Councilman Harris said constructing large, permanent homeless shelters can be a slow and costly process. He believes the pop-up shelters can be an interim solution to a growing problem.
“District 3 probably has 1,000 people sleeping outdoors tonight, maybe as many as 2,000 in my district,” Harris explained. “It’s a big problem. I would like to house them all but finding sites to do so is difficult.”
More than 5,500 people experience homelessness on any given night in Sacramento County, according to county data.
Each of the aluminum structures can fit between four to six beds and range between $4,000 and $7,000 apiece.
Compare that to the price of a permanent 100-bed shelter that can take several months to build and cost between $4 million and $5 million, according to city estimates.
“I think it’s great because, you know what I mean, people out here have been through a lot and stuff and they haven’t been getting the help they need,” said Sacramento resident Stan Collier.
But for those experiencing homelessness, the proposed project does not go far enough.
“They need to be bigger, they need like a trailer or something like that, that's what they need,” said Les Wainstott who is homeless.
Homeless advocate Crystal Sanchez said she worries about privacy and the potential conflict from sleeping in such close quarters.
“Putting people together in a box like that to me just jeopardizes them.

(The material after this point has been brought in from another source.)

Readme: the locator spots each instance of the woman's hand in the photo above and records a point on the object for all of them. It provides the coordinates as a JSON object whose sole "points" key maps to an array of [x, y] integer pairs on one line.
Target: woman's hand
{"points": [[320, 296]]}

They need their own space,” she told FOX40.
Although the proposal brings questions, Councilman Harris said at least it gives people a safe place to sleep and a night off the streets.
“It’s a way to get people stabilized and work on their issues so that they can be successful in real housing,” he said.
The structures are already in use in places like Dallas and Seattle.
Two Sacramento City Council members, as well as the mayor, have expressed interest at the possibility of trying them out. It will be up for discussion in an upcoming City Council meeting.